Open-domain chatbots engage with users in natural conversations to socialize and establish bonds. However, designing and developing an effective open-domain chatbot is challenging. It is unclear what qualities of a chatbot most correspond to users’ expectations and preferences. Even though existing work has considered a wide range of aspects, some key components are still missing. For example, the role of chatbots’ ability to communicate with humans at the emotional level remains an open subject of study. Furthermore, these trait qualities are likely to cover several dimensions. It is crucial to understand how the different qualities relate and interact with each other and what the core aspects would be. For this purpose, we first designed an exploratory user study aimed at gaining a basic understanding of the desired qualities of chatbots with a special focus on their emotional intelligence.
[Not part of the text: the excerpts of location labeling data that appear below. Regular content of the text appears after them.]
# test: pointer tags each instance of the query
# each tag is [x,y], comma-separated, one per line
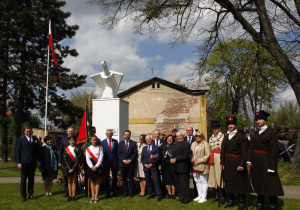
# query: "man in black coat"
[263,160]
[181,161]
[190,138]
[127,153]
[234,164]
[63,144]
[27,154]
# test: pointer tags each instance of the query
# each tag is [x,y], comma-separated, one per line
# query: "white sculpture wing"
[118,78]
[99,80]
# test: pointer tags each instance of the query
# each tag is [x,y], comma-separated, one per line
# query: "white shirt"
[72,151]
[29,138]
[112,143]
[262,129]
[231,134]
[97,152]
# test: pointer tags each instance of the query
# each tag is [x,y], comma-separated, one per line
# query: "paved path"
[289,191]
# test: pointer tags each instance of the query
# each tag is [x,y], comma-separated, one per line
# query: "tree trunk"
[296,161]
[4,120]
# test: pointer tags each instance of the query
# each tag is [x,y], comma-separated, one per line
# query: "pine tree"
[23,47]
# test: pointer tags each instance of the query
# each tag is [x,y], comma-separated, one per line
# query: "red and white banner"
[50,44]
[153,157]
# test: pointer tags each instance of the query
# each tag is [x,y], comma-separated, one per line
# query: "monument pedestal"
[110,114]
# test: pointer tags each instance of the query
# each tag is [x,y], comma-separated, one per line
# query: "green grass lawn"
[287,178]
[11,199]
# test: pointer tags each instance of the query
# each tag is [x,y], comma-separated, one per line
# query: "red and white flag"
[50,44]
[153,157]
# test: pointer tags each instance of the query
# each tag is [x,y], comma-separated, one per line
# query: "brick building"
[160,104]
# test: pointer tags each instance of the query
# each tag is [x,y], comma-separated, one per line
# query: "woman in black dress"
[48,164]
[72,158]
[94,158]
[167,167]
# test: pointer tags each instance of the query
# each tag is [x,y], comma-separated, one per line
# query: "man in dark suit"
[190,138]
[181,161]
[27,154]
[150,159]
[63,144]
[110,162]
[156,140]
[127,153]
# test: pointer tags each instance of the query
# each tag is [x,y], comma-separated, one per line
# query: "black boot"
[229,204]
[260,202]
[217,196]
[273,202]
[242,205]
[230,201]
[223,196]
[259,206]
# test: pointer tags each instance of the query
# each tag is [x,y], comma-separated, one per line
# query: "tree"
[287,115]
[274,25]
[242,63]
[23,50]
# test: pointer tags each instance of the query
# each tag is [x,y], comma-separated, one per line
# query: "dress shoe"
[229,204]
[202,200]
[151,196]
[197,199]
[259,206]
[32,198]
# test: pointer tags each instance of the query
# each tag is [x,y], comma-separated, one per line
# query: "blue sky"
[125,52]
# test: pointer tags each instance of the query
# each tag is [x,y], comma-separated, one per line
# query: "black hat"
[215,124]
[231,120]
[261,115]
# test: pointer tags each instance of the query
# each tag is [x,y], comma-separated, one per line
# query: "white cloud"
[287,95]
[181,70]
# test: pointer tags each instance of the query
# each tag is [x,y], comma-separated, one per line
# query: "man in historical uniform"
[234,165]
[215,143]
[263,160]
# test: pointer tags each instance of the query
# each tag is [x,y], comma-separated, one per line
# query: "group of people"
[162,165]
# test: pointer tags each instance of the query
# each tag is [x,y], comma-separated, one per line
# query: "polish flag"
[50,44]
[153,157]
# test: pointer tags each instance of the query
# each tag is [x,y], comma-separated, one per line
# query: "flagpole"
[46,99]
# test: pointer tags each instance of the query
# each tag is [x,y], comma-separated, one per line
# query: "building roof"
[196,92]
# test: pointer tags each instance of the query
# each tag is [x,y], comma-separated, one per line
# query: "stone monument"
[109,112]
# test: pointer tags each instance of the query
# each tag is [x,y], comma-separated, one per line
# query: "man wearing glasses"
[181,161]
[215,143]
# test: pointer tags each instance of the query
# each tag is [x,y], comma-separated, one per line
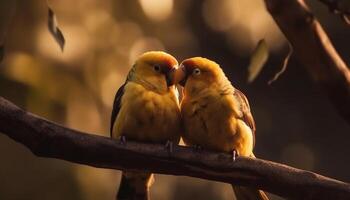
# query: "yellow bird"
[146,108]
[216,115]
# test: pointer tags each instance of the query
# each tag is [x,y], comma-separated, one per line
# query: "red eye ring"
[156,68]
[196,72]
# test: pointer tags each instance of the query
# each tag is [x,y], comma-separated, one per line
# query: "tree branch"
[337,6]
[46,139]
[314,50]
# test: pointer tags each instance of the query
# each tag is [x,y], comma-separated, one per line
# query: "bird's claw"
[235,154]
[169,145]
[122,140]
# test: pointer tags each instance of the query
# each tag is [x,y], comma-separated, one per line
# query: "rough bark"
[47,139]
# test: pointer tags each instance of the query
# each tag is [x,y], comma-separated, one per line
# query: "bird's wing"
[116,105]
[247,116]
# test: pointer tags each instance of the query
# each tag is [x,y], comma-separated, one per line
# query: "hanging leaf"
[257,60]
[2,52]
[54,30]
[284,66]
[346,18]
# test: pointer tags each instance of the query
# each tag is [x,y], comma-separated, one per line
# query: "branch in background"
[46,139]
[339,7]
[284,65]
[314,50]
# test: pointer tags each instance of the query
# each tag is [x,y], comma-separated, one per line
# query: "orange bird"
[146,108]
[216,115]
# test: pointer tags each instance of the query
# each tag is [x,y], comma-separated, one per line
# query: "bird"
[216,116]
[146,109]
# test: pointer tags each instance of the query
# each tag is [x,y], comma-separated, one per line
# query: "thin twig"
[314,50]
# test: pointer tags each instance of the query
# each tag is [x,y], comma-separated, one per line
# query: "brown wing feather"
[247,116]
[116,105]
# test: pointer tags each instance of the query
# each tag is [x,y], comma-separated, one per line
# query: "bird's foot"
[169,145]
[122,140]
[235,154]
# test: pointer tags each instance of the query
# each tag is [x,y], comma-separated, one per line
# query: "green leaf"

Using the findings from the first study, we constructed a model of the desired traits by carefully selecting a set of features. With the help of a large-scale survey and structural equation modeling, we further validated the model using data collected from the survey. The final outcome is called the PEACE model (Politeness, Entertainment, Attentive Curiosity, and Empathy). By analyzing the dependencies between the different PEACE constructs, we shed light on the importance of and interplay between the chatbots’ qualities and the effect of users’ attitudes and concerns on their expectations of the technology. Not only PEACE defines the key ingredients of the social qualities of a chatbot, it also helped us derive a set of design implications useful for the development of socially adequate and emotionally aware open-domain chatbots.